Unfortunately, there is something of a gap between being financially eligible for court assigned counsel (i.e., very poor or indigent) and being unable to afford to hire an attorney. Many people cannot afford to hire most attorneys in their area, yet are making too much to qualify for assigned cousel. It's an evaluation something akin to Welfare -- if you make too much or own too much, you can't get it even if you are struggling.
If you are working, or have assets or skills, you may want to talk to the local bar association for referrals. Some lawyers will agree to accept payments. Some may let you work off their bill. Keep looking! Contact every attorney in the phone book, if you must. These can be hard times for some attorneys, too, and someone may take the case for less than they might have at other times, unless it is likely to be difficult or lengthy.
DISCLAIMER: This answer to a short simplified question is provided solely for general informational purposes only. This answer does not constitute legal advice, create an attorney-client relationship, or constitute attorney advertising.
While I agree with the first answer, the hard truth is you may end up representing yourself. Explain your situation to the judge again on the next court date and try to get another continuance. But, if the judge will not grant another continuance, you may need to be prepared to tell the judge how you want to proceed: plead, court trial, or jury trial.

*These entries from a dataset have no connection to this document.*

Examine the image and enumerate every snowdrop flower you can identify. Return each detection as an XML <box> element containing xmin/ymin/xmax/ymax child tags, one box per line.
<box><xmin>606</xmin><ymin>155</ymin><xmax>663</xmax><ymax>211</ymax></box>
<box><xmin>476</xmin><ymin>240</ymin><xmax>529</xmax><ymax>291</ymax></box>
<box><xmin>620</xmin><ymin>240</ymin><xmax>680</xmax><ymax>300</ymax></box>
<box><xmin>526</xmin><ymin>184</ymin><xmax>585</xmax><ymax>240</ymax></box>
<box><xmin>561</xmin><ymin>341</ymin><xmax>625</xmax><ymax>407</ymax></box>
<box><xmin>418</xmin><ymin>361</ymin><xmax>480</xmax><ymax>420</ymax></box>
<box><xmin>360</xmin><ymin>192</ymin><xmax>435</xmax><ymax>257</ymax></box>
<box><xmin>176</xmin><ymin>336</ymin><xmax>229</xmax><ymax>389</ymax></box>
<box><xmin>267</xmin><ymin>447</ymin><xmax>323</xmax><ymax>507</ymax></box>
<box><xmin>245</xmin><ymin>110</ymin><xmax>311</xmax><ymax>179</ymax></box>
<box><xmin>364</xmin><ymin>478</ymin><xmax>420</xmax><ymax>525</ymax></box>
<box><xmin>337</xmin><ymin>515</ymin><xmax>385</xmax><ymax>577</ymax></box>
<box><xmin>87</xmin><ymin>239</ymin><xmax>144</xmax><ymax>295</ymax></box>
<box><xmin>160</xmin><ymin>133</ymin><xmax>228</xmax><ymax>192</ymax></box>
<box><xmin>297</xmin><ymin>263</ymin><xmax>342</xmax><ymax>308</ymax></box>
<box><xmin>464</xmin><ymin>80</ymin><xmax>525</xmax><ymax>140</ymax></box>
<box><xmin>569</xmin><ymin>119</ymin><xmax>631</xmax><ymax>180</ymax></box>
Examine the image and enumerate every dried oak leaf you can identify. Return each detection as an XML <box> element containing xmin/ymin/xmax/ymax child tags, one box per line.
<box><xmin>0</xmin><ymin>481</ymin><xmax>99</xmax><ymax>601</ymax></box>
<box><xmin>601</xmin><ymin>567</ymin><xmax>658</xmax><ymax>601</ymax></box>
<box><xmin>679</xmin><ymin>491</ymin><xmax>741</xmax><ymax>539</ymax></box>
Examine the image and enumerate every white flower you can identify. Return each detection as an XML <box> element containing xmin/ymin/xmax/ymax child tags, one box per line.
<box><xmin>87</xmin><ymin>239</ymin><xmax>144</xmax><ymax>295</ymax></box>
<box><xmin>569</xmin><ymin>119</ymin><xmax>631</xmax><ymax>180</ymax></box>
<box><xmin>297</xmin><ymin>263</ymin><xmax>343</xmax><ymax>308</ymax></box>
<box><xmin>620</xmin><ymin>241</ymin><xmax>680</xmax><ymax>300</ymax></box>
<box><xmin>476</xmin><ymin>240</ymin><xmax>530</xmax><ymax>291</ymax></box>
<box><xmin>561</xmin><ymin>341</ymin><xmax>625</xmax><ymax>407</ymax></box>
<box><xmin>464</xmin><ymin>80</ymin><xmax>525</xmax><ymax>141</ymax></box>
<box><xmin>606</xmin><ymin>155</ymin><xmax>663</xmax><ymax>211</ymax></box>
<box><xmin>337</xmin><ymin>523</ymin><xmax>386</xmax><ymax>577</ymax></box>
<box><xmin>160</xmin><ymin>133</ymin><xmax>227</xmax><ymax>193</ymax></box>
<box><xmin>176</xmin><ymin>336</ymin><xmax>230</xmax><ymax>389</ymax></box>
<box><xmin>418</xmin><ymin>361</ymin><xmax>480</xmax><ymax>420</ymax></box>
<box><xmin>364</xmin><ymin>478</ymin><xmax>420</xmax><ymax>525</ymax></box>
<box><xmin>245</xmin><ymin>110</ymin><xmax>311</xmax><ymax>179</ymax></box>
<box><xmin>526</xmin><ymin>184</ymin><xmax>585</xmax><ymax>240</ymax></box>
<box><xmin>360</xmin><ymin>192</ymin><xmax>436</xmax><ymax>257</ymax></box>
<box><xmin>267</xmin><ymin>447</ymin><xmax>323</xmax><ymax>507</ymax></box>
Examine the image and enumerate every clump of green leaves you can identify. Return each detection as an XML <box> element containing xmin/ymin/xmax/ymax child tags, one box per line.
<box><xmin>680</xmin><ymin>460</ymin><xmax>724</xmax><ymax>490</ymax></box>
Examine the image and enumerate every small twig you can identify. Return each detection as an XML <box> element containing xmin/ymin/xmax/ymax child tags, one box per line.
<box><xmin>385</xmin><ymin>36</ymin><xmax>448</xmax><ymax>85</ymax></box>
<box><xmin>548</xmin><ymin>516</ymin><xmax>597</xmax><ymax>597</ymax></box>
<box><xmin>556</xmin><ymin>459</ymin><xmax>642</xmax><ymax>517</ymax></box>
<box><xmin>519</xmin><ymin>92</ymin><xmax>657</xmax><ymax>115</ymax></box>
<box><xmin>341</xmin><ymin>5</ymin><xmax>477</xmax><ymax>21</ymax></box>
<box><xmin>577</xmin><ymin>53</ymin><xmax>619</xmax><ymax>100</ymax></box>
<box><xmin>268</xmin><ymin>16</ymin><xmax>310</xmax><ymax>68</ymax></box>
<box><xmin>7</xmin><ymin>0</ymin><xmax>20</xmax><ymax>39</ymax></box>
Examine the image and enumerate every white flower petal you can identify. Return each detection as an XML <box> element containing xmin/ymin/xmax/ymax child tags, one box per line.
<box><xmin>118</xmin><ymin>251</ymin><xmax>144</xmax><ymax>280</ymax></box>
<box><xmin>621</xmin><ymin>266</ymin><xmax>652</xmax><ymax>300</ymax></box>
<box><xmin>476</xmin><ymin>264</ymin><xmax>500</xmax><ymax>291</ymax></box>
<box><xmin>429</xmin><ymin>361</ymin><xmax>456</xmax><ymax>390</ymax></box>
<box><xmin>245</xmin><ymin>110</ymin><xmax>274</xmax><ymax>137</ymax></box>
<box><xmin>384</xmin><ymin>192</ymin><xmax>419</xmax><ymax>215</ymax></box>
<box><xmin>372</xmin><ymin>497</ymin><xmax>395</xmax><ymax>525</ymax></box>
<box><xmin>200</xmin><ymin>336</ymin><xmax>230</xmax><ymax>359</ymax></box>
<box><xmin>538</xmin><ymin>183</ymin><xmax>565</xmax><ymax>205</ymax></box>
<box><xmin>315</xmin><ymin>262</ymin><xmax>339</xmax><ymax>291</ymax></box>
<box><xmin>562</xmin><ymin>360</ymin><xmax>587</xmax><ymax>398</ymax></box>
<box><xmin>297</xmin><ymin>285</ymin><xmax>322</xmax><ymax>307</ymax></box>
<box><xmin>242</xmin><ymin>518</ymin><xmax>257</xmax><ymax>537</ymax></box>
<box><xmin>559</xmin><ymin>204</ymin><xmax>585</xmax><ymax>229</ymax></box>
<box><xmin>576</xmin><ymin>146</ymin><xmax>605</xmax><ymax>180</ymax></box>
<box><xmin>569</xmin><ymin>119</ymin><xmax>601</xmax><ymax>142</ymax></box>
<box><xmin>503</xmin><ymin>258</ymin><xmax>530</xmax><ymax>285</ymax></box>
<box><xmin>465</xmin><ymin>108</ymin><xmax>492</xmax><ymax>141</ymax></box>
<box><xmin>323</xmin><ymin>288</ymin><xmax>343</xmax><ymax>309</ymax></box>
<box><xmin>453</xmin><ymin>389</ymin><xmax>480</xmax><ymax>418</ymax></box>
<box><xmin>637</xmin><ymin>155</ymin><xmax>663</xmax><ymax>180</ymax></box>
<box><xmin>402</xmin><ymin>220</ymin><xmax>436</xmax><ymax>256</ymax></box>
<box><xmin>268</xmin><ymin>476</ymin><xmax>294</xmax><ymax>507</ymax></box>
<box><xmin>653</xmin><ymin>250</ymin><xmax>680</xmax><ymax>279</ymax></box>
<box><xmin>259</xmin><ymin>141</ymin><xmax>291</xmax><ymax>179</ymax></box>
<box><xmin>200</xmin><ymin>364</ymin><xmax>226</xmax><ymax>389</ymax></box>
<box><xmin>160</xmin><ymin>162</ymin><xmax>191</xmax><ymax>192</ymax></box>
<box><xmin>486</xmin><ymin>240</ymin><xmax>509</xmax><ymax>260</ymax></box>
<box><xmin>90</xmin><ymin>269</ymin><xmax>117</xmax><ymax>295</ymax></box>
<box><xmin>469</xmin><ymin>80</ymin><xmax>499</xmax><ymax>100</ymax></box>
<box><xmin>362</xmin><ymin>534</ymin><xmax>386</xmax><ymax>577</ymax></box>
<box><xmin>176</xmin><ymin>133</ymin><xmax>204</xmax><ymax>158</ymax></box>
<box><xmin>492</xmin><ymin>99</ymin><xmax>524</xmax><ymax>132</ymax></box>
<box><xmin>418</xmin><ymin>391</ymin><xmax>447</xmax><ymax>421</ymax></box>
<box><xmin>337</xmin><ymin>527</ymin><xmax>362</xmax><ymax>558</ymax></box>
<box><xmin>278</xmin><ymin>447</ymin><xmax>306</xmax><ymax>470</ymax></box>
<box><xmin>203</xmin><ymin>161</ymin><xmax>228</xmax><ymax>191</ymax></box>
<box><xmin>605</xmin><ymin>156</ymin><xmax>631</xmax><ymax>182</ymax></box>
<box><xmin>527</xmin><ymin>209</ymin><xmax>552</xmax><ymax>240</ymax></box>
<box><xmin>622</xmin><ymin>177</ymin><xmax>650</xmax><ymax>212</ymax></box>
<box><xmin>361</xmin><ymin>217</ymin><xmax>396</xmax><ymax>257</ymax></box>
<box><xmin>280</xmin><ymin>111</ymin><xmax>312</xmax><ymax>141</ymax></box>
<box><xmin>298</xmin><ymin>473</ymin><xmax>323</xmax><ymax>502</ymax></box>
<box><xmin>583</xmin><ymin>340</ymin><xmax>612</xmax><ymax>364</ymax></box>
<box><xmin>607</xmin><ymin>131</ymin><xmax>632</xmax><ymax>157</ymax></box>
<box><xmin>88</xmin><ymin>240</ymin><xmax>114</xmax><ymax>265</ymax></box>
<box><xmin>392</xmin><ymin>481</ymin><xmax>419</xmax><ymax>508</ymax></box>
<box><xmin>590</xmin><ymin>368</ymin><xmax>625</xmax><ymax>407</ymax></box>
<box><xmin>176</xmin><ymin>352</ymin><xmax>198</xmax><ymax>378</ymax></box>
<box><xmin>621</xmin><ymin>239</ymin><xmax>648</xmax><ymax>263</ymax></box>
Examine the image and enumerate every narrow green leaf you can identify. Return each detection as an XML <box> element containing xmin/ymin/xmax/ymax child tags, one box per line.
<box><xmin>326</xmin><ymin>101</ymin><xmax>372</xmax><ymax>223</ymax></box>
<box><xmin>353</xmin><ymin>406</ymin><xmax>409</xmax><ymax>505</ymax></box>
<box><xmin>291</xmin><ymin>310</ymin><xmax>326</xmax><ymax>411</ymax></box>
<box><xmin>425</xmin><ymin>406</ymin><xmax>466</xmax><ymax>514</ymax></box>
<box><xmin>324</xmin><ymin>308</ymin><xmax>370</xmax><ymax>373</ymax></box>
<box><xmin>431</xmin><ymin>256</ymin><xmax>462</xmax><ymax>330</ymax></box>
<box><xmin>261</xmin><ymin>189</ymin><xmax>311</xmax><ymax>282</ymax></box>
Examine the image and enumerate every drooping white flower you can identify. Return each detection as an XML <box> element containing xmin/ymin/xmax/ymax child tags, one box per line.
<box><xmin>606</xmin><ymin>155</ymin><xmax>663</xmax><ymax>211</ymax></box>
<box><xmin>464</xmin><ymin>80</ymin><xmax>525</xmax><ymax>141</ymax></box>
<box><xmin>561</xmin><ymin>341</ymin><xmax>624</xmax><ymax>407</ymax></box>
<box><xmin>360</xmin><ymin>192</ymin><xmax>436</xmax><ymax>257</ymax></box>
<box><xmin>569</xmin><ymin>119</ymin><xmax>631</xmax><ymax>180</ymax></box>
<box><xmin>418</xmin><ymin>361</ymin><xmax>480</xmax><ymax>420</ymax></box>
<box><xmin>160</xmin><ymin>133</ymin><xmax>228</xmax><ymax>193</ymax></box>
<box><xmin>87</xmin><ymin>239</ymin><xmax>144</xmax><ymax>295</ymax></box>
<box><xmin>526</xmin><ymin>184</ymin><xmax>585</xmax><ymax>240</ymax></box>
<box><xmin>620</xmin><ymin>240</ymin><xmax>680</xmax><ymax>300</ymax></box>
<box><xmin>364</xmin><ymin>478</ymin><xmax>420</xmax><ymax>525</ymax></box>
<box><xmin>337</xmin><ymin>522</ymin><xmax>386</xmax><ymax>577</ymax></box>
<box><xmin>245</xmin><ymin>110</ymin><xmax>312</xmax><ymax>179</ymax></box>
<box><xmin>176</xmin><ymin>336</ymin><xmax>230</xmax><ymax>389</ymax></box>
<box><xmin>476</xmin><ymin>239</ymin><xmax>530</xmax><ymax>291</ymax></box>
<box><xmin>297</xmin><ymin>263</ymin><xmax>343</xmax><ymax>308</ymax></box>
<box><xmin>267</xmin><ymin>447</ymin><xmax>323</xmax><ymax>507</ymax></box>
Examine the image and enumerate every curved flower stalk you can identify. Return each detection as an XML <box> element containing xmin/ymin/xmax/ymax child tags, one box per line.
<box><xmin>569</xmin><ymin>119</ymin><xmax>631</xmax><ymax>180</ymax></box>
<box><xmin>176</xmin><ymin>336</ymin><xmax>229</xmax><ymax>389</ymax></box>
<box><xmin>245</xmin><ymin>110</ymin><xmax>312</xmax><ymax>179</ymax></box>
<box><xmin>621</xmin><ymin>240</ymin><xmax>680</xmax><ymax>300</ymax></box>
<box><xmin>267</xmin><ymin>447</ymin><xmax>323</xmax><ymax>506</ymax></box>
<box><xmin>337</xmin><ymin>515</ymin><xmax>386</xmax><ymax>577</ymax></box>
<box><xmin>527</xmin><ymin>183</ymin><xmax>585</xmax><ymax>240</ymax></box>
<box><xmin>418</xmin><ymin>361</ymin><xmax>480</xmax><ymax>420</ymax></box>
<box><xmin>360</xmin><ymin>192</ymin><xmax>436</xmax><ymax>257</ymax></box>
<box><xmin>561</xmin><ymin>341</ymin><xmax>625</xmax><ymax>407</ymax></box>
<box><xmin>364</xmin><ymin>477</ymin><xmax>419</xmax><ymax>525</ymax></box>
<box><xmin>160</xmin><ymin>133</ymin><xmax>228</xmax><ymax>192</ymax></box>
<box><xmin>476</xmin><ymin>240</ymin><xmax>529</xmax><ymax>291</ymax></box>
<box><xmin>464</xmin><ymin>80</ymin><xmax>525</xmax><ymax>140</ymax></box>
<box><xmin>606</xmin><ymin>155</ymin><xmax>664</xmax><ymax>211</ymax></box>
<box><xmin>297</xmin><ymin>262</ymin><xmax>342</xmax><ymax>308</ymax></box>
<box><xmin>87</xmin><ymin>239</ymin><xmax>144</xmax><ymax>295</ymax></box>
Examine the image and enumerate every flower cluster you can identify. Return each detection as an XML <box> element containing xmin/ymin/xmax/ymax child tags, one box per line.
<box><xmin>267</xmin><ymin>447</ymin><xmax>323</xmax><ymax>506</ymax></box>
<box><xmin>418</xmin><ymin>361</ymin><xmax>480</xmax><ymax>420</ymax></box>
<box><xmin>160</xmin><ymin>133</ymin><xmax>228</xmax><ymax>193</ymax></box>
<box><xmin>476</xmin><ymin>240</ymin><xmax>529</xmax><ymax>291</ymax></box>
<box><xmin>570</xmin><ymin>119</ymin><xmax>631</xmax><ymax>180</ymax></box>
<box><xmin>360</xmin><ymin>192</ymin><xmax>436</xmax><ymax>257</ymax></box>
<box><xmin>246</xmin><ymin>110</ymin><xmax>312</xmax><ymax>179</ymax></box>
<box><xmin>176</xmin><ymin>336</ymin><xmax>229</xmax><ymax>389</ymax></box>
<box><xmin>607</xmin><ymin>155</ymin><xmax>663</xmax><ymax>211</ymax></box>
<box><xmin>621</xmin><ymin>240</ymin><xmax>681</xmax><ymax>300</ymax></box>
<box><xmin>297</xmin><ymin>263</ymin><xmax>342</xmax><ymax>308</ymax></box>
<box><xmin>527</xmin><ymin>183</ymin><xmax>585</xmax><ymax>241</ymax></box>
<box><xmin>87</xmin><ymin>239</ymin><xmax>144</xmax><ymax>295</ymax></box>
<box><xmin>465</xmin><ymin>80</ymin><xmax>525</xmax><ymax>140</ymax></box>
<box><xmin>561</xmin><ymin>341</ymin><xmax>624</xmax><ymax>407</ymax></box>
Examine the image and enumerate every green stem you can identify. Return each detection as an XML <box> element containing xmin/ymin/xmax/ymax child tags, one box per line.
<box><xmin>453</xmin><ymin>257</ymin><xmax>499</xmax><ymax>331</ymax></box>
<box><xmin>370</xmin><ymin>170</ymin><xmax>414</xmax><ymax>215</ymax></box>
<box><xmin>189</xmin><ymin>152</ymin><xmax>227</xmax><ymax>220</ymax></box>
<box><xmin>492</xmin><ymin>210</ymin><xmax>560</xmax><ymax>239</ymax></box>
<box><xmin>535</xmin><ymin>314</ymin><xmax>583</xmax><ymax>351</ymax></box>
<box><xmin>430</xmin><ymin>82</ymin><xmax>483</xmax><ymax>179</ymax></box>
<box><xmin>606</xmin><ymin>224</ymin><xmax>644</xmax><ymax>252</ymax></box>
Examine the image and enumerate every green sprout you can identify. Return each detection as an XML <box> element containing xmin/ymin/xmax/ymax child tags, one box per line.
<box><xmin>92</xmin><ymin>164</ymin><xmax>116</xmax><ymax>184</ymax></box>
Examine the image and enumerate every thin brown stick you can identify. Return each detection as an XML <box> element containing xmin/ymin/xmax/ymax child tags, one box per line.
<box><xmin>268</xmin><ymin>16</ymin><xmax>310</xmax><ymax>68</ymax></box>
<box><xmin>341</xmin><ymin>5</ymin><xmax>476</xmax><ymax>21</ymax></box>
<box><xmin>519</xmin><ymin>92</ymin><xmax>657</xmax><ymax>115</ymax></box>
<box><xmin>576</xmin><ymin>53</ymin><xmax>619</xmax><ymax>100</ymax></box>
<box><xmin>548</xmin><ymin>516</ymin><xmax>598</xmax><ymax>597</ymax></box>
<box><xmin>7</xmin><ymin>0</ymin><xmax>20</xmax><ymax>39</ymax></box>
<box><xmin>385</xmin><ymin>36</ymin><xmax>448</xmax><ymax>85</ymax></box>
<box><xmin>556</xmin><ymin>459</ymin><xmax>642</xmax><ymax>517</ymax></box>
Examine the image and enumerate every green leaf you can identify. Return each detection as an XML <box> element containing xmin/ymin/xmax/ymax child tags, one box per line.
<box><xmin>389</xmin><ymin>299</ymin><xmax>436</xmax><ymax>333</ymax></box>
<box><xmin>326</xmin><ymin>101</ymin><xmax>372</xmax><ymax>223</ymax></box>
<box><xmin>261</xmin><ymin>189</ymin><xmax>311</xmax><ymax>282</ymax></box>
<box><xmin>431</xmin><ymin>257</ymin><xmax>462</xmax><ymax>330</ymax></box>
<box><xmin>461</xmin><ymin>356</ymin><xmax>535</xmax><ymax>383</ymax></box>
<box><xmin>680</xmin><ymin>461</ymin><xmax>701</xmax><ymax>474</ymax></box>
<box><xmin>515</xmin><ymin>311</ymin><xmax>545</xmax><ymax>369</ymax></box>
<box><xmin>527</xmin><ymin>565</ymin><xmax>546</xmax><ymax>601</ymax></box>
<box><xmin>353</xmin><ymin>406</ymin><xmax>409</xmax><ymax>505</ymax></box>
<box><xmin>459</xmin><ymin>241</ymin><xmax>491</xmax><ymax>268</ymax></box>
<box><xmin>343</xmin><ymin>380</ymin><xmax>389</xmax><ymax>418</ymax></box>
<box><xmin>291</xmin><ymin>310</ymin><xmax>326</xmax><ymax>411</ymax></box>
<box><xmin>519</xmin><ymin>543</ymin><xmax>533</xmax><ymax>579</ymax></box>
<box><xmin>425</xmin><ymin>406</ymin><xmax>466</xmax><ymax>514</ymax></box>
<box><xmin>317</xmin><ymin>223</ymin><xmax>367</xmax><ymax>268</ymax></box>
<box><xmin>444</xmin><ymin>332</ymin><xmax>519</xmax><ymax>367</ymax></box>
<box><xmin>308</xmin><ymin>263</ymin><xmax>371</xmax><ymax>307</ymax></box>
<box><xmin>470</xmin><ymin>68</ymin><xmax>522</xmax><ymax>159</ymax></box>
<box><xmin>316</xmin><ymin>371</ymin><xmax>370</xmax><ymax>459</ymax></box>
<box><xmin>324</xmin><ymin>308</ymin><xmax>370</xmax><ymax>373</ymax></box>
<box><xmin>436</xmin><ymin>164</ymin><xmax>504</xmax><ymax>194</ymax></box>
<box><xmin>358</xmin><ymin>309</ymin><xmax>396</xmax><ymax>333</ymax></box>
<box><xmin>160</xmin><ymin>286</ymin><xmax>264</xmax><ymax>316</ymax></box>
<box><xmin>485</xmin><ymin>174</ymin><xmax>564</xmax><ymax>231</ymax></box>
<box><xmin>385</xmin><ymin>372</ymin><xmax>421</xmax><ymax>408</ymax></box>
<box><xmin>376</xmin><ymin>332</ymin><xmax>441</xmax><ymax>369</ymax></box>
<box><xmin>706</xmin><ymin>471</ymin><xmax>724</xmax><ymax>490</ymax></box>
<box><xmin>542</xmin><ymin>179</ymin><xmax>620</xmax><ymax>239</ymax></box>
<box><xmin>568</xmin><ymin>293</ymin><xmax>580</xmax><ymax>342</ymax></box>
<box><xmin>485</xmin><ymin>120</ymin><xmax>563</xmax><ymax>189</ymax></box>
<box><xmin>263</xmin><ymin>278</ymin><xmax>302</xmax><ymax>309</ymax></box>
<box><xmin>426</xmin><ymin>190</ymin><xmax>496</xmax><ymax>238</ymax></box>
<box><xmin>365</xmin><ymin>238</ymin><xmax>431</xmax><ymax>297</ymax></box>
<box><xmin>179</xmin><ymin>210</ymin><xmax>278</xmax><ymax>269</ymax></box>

When speaking to more attorneys, you may find one willing to look at the evidence in your case and advise you on the process/what you should do for a lesser fee than if the attorney was representing you in court and on the record. Some behind the scenes help, if you will.

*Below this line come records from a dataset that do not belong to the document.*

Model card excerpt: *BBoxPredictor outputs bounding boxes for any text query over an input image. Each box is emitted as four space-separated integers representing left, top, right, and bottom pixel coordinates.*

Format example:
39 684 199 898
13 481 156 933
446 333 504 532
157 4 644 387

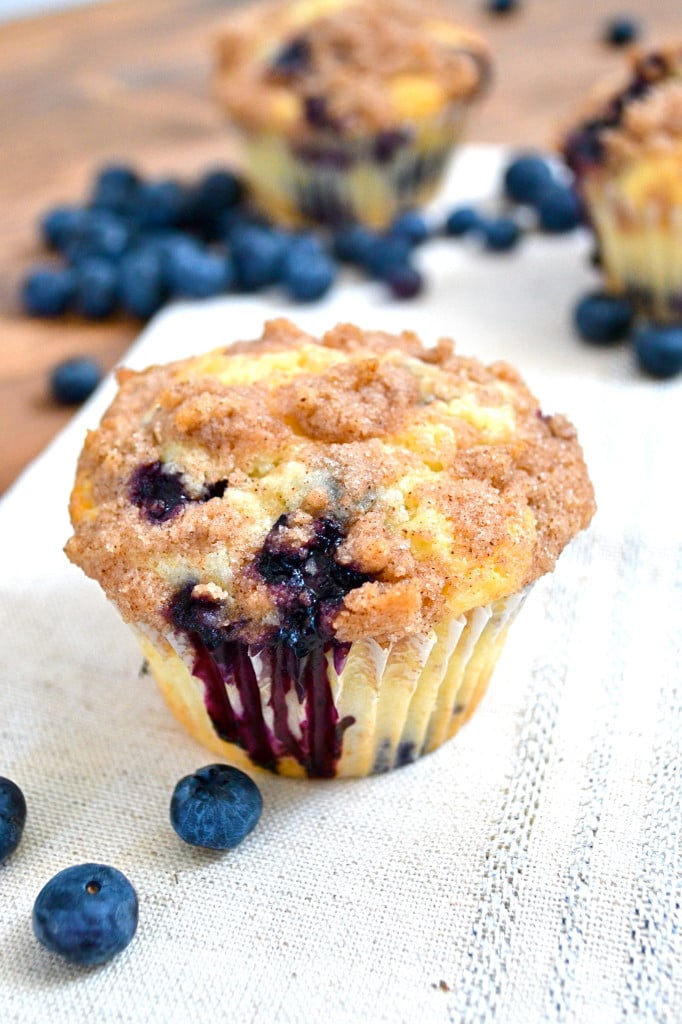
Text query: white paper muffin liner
138 588 529 779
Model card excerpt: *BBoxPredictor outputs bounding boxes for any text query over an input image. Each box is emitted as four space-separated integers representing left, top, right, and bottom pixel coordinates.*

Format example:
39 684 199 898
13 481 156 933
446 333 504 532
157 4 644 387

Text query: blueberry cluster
573 293 682 378
3 764 263 967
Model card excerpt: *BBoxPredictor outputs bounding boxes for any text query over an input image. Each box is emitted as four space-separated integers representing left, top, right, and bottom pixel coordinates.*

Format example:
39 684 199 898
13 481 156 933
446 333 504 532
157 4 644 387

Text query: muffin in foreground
562 44 682 322
66 320 595 778
213 0 490 228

Also, a local law school or bar association may be able to direct you to attorneys who will represent you pro bono.
While I agree with both prior answers, there is also the thought that you may have to make getting a lawyer a bigger priority or you won't need whatever money you have for other things because you could be in jail. Then you could lose everything else you may already have in your life.
Or you can go back and make yet another application for a pro bono lawyer through the local bar association or for assigned counsel lawyer through court again and see what the judge says this time through. Sometimes their opinions will change over time if you are absolutely sincere and can truly prove you can't afford an attorney.